Page MenuHomePhabricator

Investigate slow servermon updating queries on db1016
Closed, DeclinedPublic

Description

Copied over from T164604

In https://tendril.wikimedia.org/report/slow_queries?host=db1016&user=&schema=puppet&qmode=eq&query=&hours=24

we see simple updates taking a long time (up to 50s). Those are very simple queries on a simple table that does not have FOREIGN_KEYS itself to any other table (other tables do have FOREIGN KEYS to it and are tables that are heavily updated)
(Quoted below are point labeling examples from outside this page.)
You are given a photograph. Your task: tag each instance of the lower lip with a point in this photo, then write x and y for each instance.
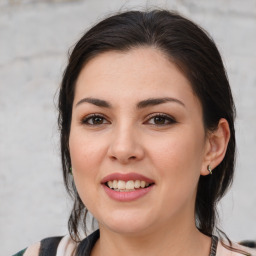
(127, 196)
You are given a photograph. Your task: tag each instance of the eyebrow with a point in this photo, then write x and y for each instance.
(140, 105)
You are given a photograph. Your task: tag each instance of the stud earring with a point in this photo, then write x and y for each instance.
(209, 169)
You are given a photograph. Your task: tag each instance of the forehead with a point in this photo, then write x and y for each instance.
(140, 72)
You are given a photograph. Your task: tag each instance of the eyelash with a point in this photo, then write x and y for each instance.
(170, 120)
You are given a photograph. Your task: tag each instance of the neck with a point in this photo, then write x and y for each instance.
(172, 241)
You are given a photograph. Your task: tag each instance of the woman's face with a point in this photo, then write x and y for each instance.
(136, 126)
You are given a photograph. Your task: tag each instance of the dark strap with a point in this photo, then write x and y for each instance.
(49, 246)
(214, 245)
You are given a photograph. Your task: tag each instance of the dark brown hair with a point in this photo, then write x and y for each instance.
(194, 52)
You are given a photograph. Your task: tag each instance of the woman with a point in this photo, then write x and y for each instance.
(147, 139)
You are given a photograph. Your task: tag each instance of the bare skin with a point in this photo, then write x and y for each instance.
(172, 149)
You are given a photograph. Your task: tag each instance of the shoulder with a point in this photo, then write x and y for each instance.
(51, 246)
(237, 249)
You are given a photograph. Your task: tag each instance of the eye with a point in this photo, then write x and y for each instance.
(161, 120)
(94, 119)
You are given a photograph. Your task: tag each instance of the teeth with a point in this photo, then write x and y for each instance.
(143, 184)
(137, 184)
(114, 183)
(129, 184)
(120, 185)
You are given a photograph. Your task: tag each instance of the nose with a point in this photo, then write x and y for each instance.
(125, 146)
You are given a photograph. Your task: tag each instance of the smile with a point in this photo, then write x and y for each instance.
(130, 185)
(127, 187)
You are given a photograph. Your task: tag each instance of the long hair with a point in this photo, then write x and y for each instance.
(195, 53)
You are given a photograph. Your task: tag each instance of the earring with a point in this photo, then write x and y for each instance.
(209, 169)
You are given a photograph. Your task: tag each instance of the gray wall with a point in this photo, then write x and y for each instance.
(34, 39)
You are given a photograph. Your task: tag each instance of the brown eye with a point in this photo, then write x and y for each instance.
(94, 120)
(161, 120)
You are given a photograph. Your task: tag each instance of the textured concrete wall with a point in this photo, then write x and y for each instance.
(34, 38)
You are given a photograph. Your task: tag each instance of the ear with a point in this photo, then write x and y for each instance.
(216, 146)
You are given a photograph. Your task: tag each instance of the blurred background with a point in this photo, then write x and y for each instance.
(35, 36)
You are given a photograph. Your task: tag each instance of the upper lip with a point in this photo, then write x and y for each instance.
(126, 177)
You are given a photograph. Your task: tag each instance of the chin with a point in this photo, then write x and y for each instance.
(126, 224)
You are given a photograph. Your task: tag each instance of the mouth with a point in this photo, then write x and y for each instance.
(127, 186)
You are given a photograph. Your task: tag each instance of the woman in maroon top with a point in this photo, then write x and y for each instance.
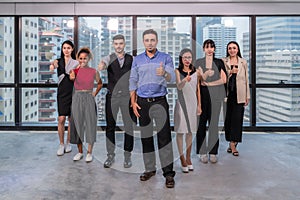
(84, 108)
(64, 64)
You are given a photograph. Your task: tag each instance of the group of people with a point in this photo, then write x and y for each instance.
(137, 86)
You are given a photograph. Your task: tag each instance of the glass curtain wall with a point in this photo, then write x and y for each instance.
(277, 67)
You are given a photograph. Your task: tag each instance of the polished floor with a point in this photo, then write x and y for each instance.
(267, 169)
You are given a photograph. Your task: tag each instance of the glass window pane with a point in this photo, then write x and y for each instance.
(7, 105)
(278, 105)
(41, 42)
(7, 56)
(39, 105)
(278, 49)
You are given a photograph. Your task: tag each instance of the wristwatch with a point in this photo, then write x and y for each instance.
(165, 74)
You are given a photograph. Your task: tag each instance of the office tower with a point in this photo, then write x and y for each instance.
(7, 58)
(277, 62)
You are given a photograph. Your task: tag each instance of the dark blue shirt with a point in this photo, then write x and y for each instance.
(143, 78)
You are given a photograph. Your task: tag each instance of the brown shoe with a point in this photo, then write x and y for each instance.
(170, 182)
(147, 175)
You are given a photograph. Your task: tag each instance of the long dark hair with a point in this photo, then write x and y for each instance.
(209, 42)
(183, 51)
(239, 51)
(73, 54)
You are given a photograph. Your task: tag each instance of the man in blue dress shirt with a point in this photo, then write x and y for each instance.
(150, 72)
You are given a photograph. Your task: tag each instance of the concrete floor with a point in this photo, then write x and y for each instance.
(267, 169)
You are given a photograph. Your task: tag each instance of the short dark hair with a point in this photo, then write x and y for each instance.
(209, 42)
(73, 54)
(150, 31)
(238, 53)
(119, 37)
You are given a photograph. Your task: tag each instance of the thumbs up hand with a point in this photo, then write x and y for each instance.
(160, 71)
(188, 77)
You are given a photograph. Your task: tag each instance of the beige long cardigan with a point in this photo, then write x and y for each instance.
(242, 80)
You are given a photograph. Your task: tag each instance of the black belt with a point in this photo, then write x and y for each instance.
(152, 99)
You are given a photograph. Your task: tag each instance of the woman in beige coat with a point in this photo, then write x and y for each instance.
(238, 94)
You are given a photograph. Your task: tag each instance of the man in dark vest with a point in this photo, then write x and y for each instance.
(118, 66)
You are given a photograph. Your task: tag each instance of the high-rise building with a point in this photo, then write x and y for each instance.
(277, 61)
(6, 68)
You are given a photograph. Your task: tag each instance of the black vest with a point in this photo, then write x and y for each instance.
(118, 77)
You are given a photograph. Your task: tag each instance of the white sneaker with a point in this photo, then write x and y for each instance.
(68, 148)
(203, 158)
(213, 158)
(61, 150)
(78, 156)
(88, 158)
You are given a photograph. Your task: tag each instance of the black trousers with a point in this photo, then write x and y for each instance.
(157, 110)
(234, 118)
(211, 102)
(112, 107)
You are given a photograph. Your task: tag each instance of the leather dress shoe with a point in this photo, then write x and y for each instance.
(127, 162)
(109, 161)
(170, 182)
(147, 175)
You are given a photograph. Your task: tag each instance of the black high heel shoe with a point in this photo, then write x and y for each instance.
(235, 153)
(229, 150)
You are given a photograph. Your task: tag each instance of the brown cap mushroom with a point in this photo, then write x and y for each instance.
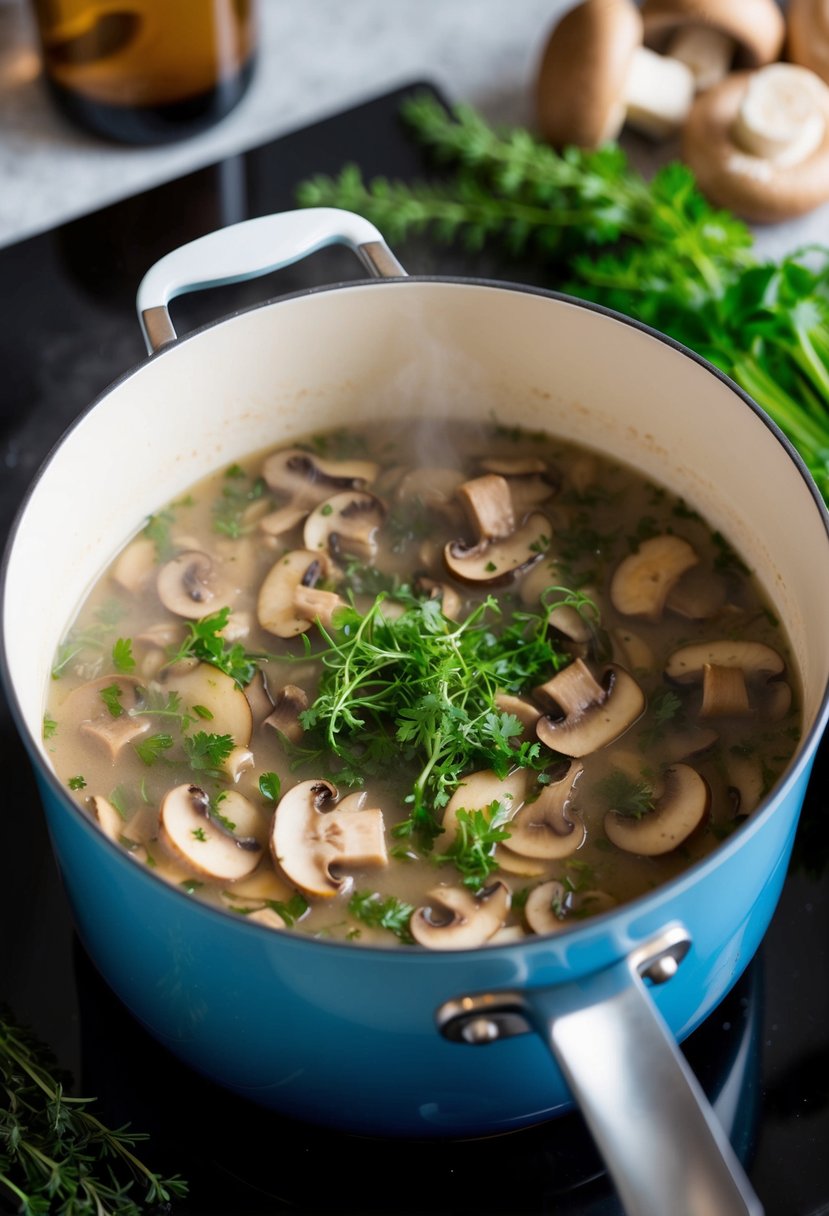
(345, 523)
(305, 479)
(676, 815)
(642, 580)
(461, 919)
(190, 585)
(738, 676)
(807, 35)
(546, 827)
(224, 842)
(288, 704)
(590, 713)
(311, 837)
(715, 35)
(103, 709)
(759, 142)
(289, 601)
(596, 74)
(552, 905)
(501, 550)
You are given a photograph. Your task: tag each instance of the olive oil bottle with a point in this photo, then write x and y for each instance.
(147, 71)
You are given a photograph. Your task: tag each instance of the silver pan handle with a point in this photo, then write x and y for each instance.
(652, 1122)
(252, 248)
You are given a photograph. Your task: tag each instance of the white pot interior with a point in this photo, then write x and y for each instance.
(319, 360)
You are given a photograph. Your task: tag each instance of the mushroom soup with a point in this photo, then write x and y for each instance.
(446, 699)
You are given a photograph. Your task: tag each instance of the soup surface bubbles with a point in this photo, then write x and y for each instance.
(422, 685)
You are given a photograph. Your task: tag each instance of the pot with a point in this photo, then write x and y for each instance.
(410, 1042)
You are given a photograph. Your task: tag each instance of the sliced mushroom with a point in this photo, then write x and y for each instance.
(591, 713)
(268, 917)
(304, 479)
(755, 659)
(224, 844)
(745, 783)
(642, 581)
(347, 523)
(311, 837)
(479, 791)
(457, 919)
(105, 709)
(190, 585)
(289, 601)
(596, 76)
(725, 693)
(546, 827)
(529, 478)
(524, 710)
(497, 557)
(552, 905)
(227, 708)
(677, 814)
(291, 701)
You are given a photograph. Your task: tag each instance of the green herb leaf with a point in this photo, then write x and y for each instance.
(383, 912)
(152, 747)
(270, 787)
(122, 656)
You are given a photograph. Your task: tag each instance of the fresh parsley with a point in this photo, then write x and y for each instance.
(206, 643)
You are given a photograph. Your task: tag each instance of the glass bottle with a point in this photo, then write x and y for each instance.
(147, 71)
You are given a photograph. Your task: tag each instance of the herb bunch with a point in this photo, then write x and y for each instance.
(418, 688)
(56, 1155)
(654, 249)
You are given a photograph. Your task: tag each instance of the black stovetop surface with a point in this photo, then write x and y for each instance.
(67, 330)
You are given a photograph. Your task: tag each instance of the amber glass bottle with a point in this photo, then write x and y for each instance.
(147, 71)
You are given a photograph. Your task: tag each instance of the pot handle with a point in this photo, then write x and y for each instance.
(252, 248)
(659, 1137)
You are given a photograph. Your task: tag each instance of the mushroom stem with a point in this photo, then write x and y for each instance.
(779, 118)
(706, 52)
(658, 94)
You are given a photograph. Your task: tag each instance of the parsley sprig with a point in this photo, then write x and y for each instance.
(206, 643)
(653, 249)
(419, 688)
(55, 1152)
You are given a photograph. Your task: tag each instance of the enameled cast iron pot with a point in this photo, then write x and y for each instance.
(412, 1042)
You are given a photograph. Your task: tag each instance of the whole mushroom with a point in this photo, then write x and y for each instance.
(596, 74)
(714, 37)
(759, 142)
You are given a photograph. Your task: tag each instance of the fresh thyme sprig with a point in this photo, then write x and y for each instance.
(56, 1155)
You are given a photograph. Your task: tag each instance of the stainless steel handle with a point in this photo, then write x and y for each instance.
(248, 249)
(652, 1122)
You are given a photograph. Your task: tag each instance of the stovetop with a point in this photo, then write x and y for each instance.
(67, 330)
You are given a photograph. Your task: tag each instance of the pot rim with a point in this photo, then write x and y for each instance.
(586, 929)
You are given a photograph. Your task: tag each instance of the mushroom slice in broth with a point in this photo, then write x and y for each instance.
(413, 747)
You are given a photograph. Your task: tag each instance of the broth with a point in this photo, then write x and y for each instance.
(449, 691)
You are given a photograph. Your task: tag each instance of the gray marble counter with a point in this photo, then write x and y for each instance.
(316, 57)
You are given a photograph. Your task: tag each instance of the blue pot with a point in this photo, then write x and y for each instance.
(383, 1041)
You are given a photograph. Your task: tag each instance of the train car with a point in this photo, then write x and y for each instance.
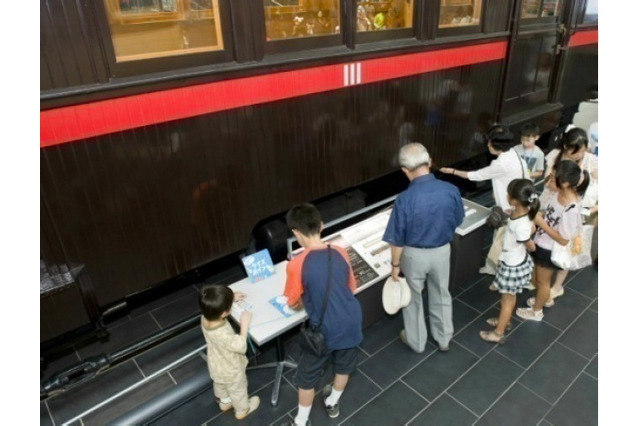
(175, 133)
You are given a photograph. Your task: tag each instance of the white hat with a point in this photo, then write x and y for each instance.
(395, 295)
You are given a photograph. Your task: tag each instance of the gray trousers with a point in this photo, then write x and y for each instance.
(430, 266)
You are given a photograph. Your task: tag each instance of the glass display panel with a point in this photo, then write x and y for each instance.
(458, 13)
(145, 29)
(286, 19)
(539, 8)
(376, 15)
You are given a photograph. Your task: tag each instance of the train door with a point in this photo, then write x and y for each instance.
(538, 34)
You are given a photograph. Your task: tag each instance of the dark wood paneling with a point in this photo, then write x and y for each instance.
(580, 74)
(142, 206)
(497, 15)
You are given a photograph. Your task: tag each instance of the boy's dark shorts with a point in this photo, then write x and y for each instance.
(311, 368)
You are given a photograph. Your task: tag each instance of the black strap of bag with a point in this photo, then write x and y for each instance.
(326, 294)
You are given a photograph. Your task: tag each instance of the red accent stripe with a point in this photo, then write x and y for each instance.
(76, 122)
(584, 37)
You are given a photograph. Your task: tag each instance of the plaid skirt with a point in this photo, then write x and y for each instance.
(512, 279)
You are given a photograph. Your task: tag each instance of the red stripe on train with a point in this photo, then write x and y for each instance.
(584, 37)
(77, 122)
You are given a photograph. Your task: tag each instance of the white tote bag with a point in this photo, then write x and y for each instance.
(577, 253)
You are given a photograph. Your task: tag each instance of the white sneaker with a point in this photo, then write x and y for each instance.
(529, 314)
(487, 270)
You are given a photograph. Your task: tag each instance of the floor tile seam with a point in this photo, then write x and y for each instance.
(529, 367)
(460, 402)
(414, 391)
(469, 306)
(480, 278)
(576, 352)
(480, 314)
(536, 393)
(370, 379)
(446, 390)
(380, 392)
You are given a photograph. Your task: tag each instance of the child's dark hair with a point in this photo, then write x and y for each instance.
(215, 300)
(569, 171)
(572, 141)
(523, 191)
(500, 137)
(530, 129)
(305, 218)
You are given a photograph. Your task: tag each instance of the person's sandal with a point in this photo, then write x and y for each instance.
(254, 403)
(225, 406)
(553, 294)
(532, 301)
(493, 337)
(493, 322)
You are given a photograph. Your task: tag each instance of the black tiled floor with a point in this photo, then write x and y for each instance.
(396, 405)
(582, 336)
(438, 371)
(510, 406)
(550, 376)
(485, 382)
(546, 373)
(579, 405)
(445, 411)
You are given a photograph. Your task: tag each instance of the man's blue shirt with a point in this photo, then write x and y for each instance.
(425, 215)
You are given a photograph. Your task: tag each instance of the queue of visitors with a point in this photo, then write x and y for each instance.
(419, 231)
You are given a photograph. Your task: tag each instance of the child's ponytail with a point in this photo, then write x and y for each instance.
(581, 189)
(534, 205)
(525, 193)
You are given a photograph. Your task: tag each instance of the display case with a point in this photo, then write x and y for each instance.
(459, 13)
(145, 29)
(289, 19)
(539, 8)
(384, 15)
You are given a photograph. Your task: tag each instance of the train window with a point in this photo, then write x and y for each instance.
(383, 15)
(539, 8)
(145, 29)
(291, 19)
(459, 13)
(591, 12)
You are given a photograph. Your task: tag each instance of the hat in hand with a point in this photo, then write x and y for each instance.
(395, 295)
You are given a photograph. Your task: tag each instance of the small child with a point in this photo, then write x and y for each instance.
(529, 152)
(226, 350)
(309, 276)
(515, 265)
(561, 222)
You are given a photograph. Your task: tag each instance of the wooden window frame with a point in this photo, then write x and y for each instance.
(160, 64)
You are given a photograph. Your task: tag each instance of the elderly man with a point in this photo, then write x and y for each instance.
(420, 229)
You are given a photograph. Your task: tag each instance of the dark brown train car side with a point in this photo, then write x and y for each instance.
(146, 202)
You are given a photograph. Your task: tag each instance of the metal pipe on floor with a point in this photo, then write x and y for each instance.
(90, 367)
(137, 384)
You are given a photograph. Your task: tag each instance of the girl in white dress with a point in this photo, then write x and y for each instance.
(515, 264)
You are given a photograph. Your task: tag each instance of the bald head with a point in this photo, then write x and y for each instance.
(413, 155)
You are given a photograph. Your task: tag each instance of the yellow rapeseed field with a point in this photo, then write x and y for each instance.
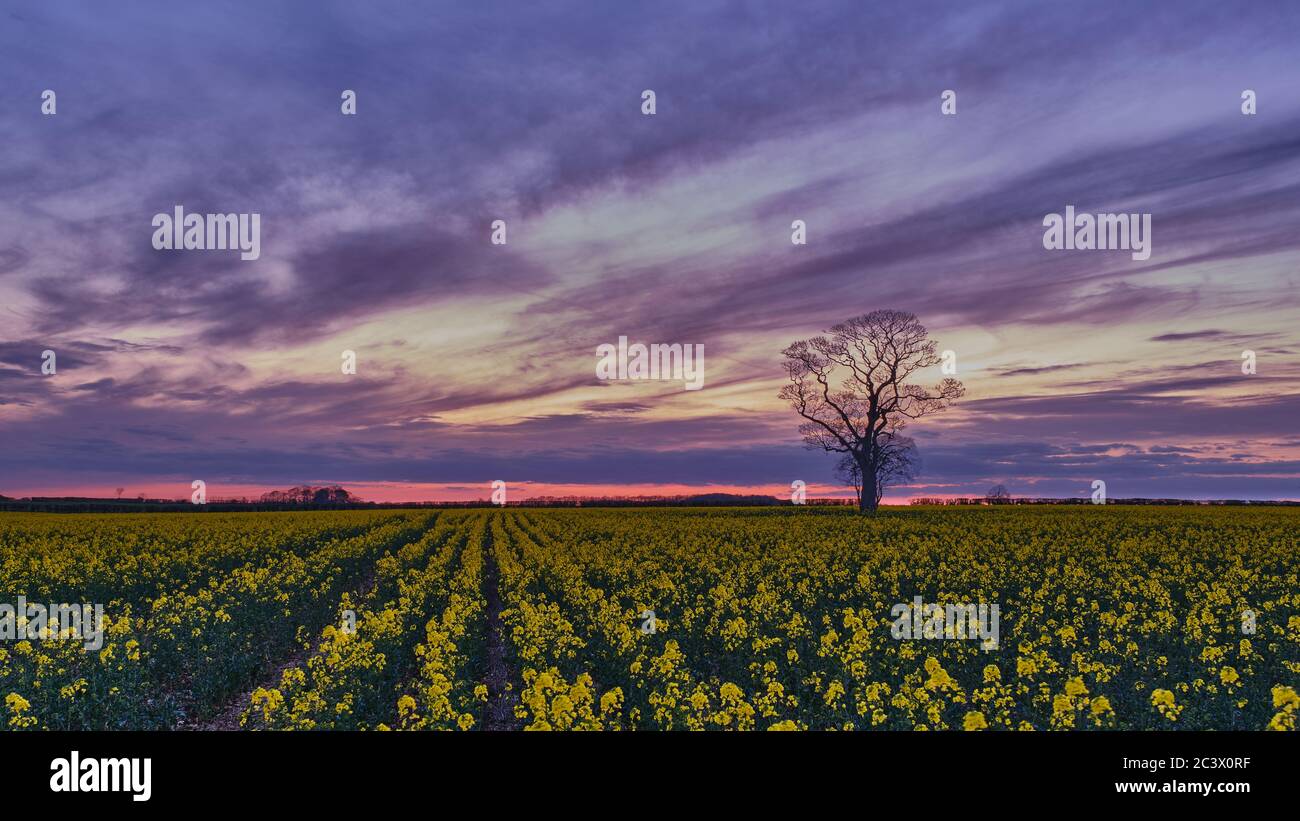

The queries in question are of the form

UPDATE hosts SET environment = 'production', updated_at = '2017-05-18 01:36:11 +0000', last_compile = '2017-05-18 01:36:11 +0000' WHERE name='lvs4003.ulsfo.wmnet'

A SHOW CREATE TABLE on that table says

Create Table: CREATE TABLE `hosts` (
  `id` int(11) NOT NULL AUTO_INCREMENT,
  `name` varchar(255) NOT NULL,
  `ip` varchar(255) DEFAULT NULL,
  `environment` varchar(255) DEFAULT NULL,
  `last_compile` datetime DEFAULT NULL,
  `last_freshcheck` datetime DEFAULT NULL,
  `last_report` datetime DEFAULT NULL,
  `updated_at` datetime DEFAULT NULL,
  `source_file_id` int(11) DEFAULT NULL,
  `created_at` datetime DEFAULT NULL,
  PRIMARY KEY (`id`),
  KEY `index_hosts_on_source_file_id` (`source_file_id`),
  KEY `index_hosts_on_name` (`name`)
) ENGINE=InnoDB AUTO_INCREMENT=42684 DEFAULT CHARSET=latin1

So the fields updated are not keys and a key is used to look up the specific row

An explain on the update listed in the link above says

explain UPDATE hosts SET environment = 'production', updated_at = '2017-05-18 01:36:11 +0000', last_compile = '2017-05-18 01:36:11 +0000' WHERE name='lvs4003.ulsfo.wmnet'\G
*************************** 1. row ***************************
           id: 1
  select_type: SIMPLE
        table: hosts
         type: range
possible_keys: index_hosts_on_name
          key: index_hosts_on_name
      key_len: 257
          ref: NULL
         rows: 1
        Extra: Using where

whereas an explain on the select

           id: 1
  select_type: SIMPLE
        table: hosts
         type: ref
possible_keys: index_hosts_on_name
          key: index_hosts_on_name
      key_len: 257
          ref: const
         rows: 1
        Extra: Using index condition

So the select is ref: const, using the correct index which is as good as it gets IIRC.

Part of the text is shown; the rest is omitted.